His time as CEO has involved major projects such as the development of new towns at Cranbrook and Sherford, the South Devon link road, the creation of Exeter's Science Park, and two waste-to-energy plants in Exeter and South Devon.
He continued: "I'm also proud that we have been consistently one of the top councils for recycling waste and, as a keen cyclist, the network of cycle trails that we have developed across the county."
"One of my predecessors told me when I was appointed that I would probably not want to do the job for more than 10 years," he added. "It's now been 16 and a half years and I certainly never intended to go on past my sixtieth birthday."
Dr Norrey ranks the major reorganisation of education in Exeter as one of the highlights of his career in Devon, along with leading the council through a period of austerity, Devon's response to the pandemic and his current work on green issues.

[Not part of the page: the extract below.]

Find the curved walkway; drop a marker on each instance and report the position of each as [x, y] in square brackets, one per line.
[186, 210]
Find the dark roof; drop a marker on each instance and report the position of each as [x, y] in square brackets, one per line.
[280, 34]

The introduction of daily rail services from Exeter to Okehampton and the creation of new railway stations including Marsh Barton, which is currently under construction, would help encourage people out of their cars and onto public transport, he suggests.
The county council’s leader, John Hart, a Conservative, paid tribute, saying: "Phil Norrey has given nearly a quarter of a century of exemplary service to this county and I will miss his wise advice and counsel and his help and support.
"He has a local, regional and national reputation and it is fitting that he has been Devon's longest-serving chief executive. I wish him all the very best for a long, healthy and happy retirement."
Dr Norrey's replacement is expected to be announced later in the summer. Although the council's website lists a range of jobs in the public sector, including at the county council and district councils, as of Thursday evening, the chief executive post isn't one of them.